TCHERNOBYL, VINGT ANS DÉJÀ ! Selon Le Monde (25 et 26 avril), la catastrophe aurait coûté 500 milliards de dollars, causé la mort de 16 000 personnes et provoqué entre 30 000 et 60 000 cancers dans le monde. Notre confrère rappelle la déclaration d’un membre de l’Agence internationale de l’énergie atomique (AIEA) qui osait dire le 28 août 1986 : « Même s’il y avait un accident de ce type tous les ans, je considérerais le nucléaire comme une source d’énergie intéressante. » Surtout pour apprendre le calcul aux enfants ! Deux jours après les rappels et célébrations diverses et variées, l’explosion de Tchernobyl passait déjà aux pertes et profits de l’humanité. Vive le trentième anniversaire de Tchernobyl ! Passons à l’actu : Sarko ou Villepino ?

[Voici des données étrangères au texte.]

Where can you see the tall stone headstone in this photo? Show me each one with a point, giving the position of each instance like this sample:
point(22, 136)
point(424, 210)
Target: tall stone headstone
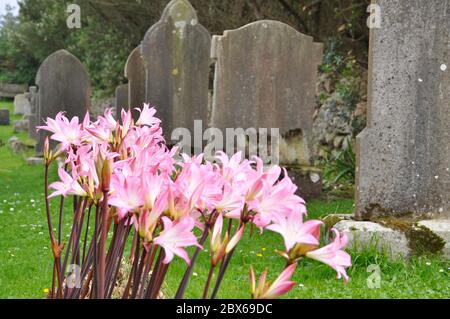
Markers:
point(136, 74)
point(121, 99)
point(265, 77)
point(4, 117)
point(403, 156)
point(33, 117)
point(21, 104)
point(176, 55)
point(64, 85)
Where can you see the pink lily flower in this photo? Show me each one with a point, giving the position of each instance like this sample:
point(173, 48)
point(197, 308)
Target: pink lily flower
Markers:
point(147, 117)
point(127, 194)
point(333, 256)
point(68, 133)
point(176, 236)
point(67, 186)
point(280, 286)
point(295, 231)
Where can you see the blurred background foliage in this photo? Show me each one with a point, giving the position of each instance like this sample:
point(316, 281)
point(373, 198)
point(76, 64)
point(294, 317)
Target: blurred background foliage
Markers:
point(112, 28)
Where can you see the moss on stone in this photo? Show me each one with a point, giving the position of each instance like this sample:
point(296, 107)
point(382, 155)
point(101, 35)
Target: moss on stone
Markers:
point(421, 240)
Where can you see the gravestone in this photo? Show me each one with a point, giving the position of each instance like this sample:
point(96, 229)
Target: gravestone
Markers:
point(63, 85)
point(34, 110)
point(176, 55)
point(265, 77)
point(11, 90)
point(121, 99)
point(403, 156)
point(4, 117)
point(21, 104)
point(27, 109)
point(136, 74)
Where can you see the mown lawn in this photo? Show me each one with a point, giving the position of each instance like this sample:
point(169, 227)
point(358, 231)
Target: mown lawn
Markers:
point(26, 261)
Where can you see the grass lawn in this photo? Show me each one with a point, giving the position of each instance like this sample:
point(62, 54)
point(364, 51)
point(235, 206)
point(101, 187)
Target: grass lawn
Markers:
point(26, 260)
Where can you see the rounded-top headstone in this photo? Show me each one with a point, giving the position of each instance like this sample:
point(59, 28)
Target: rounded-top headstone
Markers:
point(64, 85)
point(176, 55)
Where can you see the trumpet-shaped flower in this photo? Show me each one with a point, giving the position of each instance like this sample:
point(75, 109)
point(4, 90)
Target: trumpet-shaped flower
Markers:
point(68, 133)
point(333, 255)
point(280, 286)
point(147, 117)
point(295, 231)
point(176, 236)
point(127, 194)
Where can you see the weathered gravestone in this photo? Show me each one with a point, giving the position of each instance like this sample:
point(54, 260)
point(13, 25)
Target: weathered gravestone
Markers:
point(11, 90)
point(121, 99)
point(403, 156)
point(136, 75)
point(21, 104)
point(4, 117)
point(34, 110)
point(265, 77)
point(176, 55)
point(64, 85)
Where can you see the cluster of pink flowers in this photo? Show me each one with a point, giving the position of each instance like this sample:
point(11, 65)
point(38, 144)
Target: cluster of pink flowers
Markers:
point(128, 164)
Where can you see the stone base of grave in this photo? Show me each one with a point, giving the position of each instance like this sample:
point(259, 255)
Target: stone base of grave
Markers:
point(35, 161)
point(397, 238)
point(307, 179)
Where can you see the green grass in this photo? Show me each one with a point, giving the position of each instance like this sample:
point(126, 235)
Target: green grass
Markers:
point(26, 261)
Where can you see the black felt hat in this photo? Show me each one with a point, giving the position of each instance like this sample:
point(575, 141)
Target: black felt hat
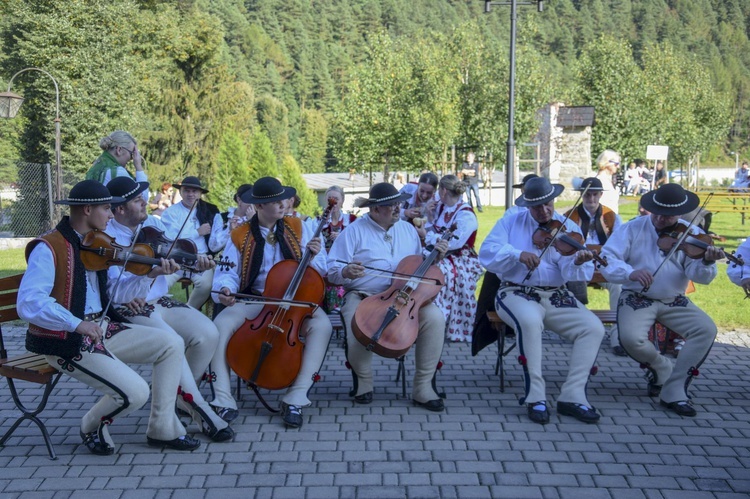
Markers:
point(126, 188)
point(670, 200)
point(593, 183)
point(525, 179)
point(89, 192)
point(380, 194)
point(193, 182)
point(538, 191)
point(267, 190)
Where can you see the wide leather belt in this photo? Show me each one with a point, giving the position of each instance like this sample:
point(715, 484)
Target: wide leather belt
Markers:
point(92, 317)
point(507, 284)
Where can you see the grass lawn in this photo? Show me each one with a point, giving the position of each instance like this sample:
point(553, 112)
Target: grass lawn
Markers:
point(721, 299)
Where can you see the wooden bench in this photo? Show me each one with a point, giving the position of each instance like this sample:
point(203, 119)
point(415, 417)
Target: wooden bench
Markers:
point(606, 316)
point(29, 367)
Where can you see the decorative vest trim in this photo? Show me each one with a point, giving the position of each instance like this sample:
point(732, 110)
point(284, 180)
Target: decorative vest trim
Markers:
point(243, 240)
point(607, 221)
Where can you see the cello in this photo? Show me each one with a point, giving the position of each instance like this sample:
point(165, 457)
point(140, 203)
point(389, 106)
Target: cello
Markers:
point(266, 351)
point(387, 323)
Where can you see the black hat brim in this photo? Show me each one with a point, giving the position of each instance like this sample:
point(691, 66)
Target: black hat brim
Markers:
point(192, 186)
point(648, 204)
point(557, 190)
point(286, 193)
point(366, 203)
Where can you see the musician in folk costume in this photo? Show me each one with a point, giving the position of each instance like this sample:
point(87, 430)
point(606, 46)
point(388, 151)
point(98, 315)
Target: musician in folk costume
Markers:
point(153, 307)
point(532, 297)
point(633, 256)
point(197, 228)
point(597, 222)
point(255, 247)
point(461, 266)
point(64, 303)
point(419, 203)
point(380, 240)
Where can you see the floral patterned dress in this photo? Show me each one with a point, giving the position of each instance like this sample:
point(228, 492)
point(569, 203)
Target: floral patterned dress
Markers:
point(461, 268)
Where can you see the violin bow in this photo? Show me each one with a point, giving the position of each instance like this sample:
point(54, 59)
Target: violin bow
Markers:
point(396, 275)
point(679, 241)
point(266, 299)
point(554, 236)
point(128, 254)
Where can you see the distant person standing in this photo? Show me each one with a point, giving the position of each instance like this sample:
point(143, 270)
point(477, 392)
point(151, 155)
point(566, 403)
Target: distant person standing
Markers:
point(472, 174)
point(119, 149)
point(742, 176)
point(608, 164)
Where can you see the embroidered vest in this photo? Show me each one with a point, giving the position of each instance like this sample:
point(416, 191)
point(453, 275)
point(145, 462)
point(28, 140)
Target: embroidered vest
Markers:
point(606, 221)
point(243, 240)
point(69, 291)
point(465, 207)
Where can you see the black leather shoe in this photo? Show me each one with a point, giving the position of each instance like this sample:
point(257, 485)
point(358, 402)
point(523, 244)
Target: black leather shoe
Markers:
point(216, 434)
point(538, 416)
point(682, 407)
point(226, 413)
point(185, 442)
point(95, 445)
point(365, 398)
point(653, 390)
point(619, 351)
point(292, 415)
point(436, 405)
point(579, 411)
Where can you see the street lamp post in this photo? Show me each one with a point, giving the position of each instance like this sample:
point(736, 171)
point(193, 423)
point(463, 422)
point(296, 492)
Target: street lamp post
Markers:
point(511, 144)
point(10, 103)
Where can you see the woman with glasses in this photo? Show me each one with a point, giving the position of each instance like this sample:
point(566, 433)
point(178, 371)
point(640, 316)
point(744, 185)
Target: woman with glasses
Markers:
point(608, 164)
point(119, 149)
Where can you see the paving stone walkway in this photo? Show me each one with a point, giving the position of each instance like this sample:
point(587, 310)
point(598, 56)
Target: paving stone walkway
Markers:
point(481, 446)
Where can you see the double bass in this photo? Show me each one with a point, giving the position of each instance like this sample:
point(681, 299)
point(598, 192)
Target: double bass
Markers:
point(266, 351)
point(387, 323)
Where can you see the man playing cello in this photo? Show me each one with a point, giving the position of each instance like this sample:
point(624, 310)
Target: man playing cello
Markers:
point(255, 247)
point(380, 240)
point(633, 257)
point(532, 297)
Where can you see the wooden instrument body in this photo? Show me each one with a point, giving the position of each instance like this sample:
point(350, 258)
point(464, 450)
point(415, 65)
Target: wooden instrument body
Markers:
point(400, 303)
point(269, 343)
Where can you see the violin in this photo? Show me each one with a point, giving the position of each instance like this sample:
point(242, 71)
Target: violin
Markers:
point(99, 251)
point(694, 245)
point(266, 351)
point(387, 323)
point(566, 243)
point(182, 251)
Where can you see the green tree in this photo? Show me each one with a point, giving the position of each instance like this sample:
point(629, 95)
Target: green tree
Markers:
point(262, 159)
point(291, 175)
point(233, 170)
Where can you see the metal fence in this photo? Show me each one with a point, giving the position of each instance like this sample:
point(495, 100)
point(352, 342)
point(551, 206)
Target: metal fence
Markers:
point(26, 206)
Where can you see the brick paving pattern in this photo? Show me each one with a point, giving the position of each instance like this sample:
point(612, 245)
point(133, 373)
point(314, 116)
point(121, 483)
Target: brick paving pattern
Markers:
point(482, 446)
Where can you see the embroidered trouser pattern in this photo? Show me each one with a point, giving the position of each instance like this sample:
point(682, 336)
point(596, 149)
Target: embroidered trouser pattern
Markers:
point(124, 390)
point(428, 349)
point(636, 315)
point(200, 337)
point(316, 332)
point(529, 311)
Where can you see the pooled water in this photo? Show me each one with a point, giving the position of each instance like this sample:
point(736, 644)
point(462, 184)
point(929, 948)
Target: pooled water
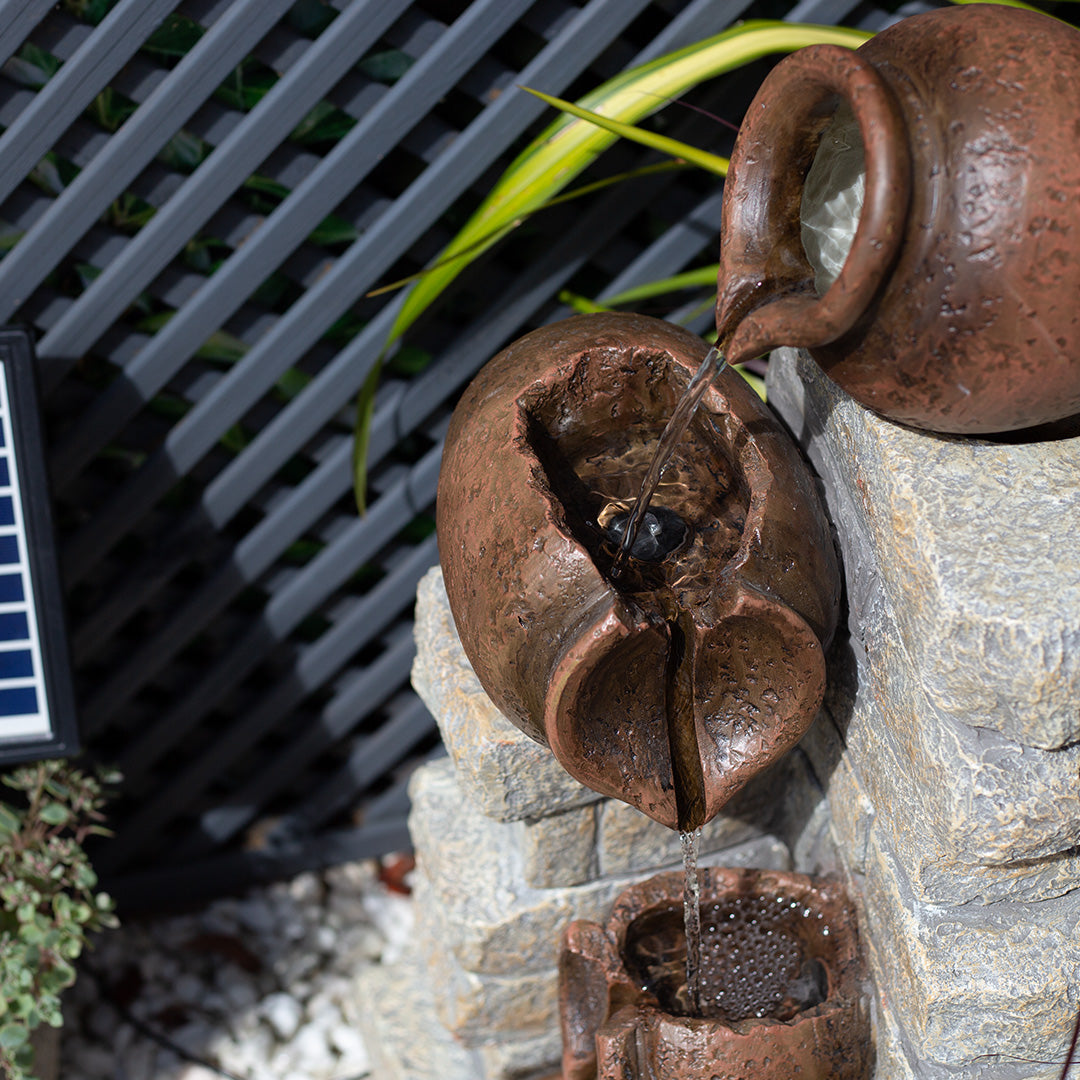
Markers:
point(660, 532)
point(754, 959)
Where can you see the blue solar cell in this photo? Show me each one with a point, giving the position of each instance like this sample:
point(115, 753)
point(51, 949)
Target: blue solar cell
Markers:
point(18, 701)
point(11, 588)
point(16, 663)
point(14, 626)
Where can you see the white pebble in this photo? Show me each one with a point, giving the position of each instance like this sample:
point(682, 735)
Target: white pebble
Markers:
point(350, 1044)
point(311, 1049)
point(256, 915)
point(283, 1013)
point(191, 1071)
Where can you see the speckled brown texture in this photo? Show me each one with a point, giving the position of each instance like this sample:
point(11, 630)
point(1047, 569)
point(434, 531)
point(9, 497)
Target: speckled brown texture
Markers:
point(612, 1029)
point(584, 666)
point(957, 307)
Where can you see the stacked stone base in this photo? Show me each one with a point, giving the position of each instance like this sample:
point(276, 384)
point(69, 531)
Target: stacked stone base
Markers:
point(949, 742)
point(510, 850)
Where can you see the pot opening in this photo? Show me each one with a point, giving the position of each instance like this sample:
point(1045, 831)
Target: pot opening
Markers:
point(594, 436)
point(764, 956)
point(833, 197)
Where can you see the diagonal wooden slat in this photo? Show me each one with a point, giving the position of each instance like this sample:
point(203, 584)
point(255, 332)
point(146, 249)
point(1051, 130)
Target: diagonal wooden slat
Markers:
point(377, 682)
point(356, 543)
point(349, 278)
point(131, 149)
point(231, 162)
point(75, 86)
point(333, 478)
point(339, 172)
point(17, 18)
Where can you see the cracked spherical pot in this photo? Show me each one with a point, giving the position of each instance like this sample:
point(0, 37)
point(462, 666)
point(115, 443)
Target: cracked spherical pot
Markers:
point(672, 689)
point(956, 308)
point(782, 980)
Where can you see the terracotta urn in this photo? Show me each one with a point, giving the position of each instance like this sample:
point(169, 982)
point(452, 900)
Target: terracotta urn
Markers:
point(702, 664)
point(782, 974)
point(956, 307)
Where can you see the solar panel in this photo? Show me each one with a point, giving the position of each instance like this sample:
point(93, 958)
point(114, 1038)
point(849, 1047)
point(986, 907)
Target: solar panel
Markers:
point(37, 711)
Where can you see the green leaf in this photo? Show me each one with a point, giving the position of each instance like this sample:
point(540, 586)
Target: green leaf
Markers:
point(570, 144)
point(10, 822)
point(690, 279)
point(324, 123)
point(362, 434)
point(310, 17)
point(13, 1036)
point(175, 37)
point(54, 813)
point(184, 151)
point(334, 230)
point(711, 162)
point(408, 361)
point(581, 304)
point(755, 380)
point(388, 66)
point(31, 66)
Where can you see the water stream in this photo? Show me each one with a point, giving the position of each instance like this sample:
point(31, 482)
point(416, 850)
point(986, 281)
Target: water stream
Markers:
point(711, 367)
point(691, 916)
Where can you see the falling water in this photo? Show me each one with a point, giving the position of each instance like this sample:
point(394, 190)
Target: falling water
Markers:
point(691, 916)
point(711, 367)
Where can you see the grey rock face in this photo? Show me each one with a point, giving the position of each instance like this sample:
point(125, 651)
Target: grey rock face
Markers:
point(974, 544)
point(948, 739)
point(501, 770)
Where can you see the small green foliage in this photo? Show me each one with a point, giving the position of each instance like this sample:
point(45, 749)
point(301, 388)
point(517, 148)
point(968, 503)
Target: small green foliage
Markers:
point(49, 899)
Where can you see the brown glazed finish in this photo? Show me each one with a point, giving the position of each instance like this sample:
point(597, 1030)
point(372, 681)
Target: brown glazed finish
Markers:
point(615, 1029)
point(556, 427)
point(957, 308)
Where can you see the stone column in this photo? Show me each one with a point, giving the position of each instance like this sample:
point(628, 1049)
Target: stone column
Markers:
point(510, 849)
point(950, 741)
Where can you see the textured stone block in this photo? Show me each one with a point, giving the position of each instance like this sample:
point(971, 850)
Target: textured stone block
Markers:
point(971, 814)
point(471, 894)
point(478, 1009)
point(980, 991)
point(630, 842)
point(407, 1040)
point(401, 1029)
point(503, 771)
point(493, 921)
point(559, 850)
point(971, 540)
point(523, 1060)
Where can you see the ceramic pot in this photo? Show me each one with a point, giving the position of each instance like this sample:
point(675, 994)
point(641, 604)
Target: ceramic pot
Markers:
point(671, 689)
point(956, 308)
point(795, 943)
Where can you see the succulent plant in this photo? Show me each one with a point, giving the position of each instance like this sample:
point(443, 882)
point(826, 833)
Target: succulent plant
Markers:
point(49, 898)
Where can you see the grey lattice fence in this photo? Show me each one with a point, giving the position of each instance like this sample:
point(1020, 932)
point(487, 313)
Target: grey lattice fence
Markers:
point(197, 196)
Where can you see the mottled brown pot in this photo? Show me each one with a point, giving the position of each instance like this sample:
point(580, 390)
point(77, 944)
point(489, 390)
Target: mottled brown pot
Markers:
point(551, 430)
point(957, 308)
point(615, 1029)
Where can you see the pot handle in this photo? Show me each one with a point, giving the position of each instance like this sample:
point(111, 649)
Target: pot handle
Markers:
point(766, 296)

Revenons sur le vingtième anniversaire : les envoyés spéciaux ont courageusement pris le chemin radioactif de la bourgade ukrainienne avec leurs compteurs Geiger. Et se sont ébaudis devant la prolifération de la diversité naturelle : les animaux insouciants se promènent dans les forêts luxuriantes. Mieux : ils semblent se porter mieux qu’avant, débarrassés de la présence humaine. C’est l’arche de Noé ! Les nucléocrates se frottent les pognes. Ils vont dans les hôpitaux serrer les quatre mains des enfants irradiés et caresser leurs têtes déformées. « Ne vous inquiétez pas, rassurent-ils les mômes sans jambes : on remplacera vos moignons par des prothèses perfectionnées ! » Le nombre de malformations congénitales explose, mais une habile dispersion des victimes dans l’ex-Union soviétique permet de contourner les statistiques. Quant aux « liquidateurs », soldats envoyés à la mine pour construire le sarcophage, ils sont tellement morts que les interviews deviennent difficiles. Bref, Tchernobyl est la preuve que le nucléaire est une bénédiction.
En France, évidemment, un Tchernobyl est impossible. Un mur de plomb invisible sur le Rhin avait, on s’en souvient, arrêté les radiations d’iode et de cobalt, assurait le « professeur » Pellerin (à ne pas confondre avec ses collègues Nimbus et Tournesol), chargé par le gouvernement de bercer les populations. Nous récoltions et dégustions nos légumes alors que les pleutres allemands et italiens avaient consigne de ne pas y toucher. Car la France est le pays cartésien de la rationalité scientifique. Pellerin, directeur du SCPRI (« protection contre les rayons ionisants ») est parti à la retraite dans la dignité alors que sa cellule de la prison de la Santé restait vide. La France respecte ses élites.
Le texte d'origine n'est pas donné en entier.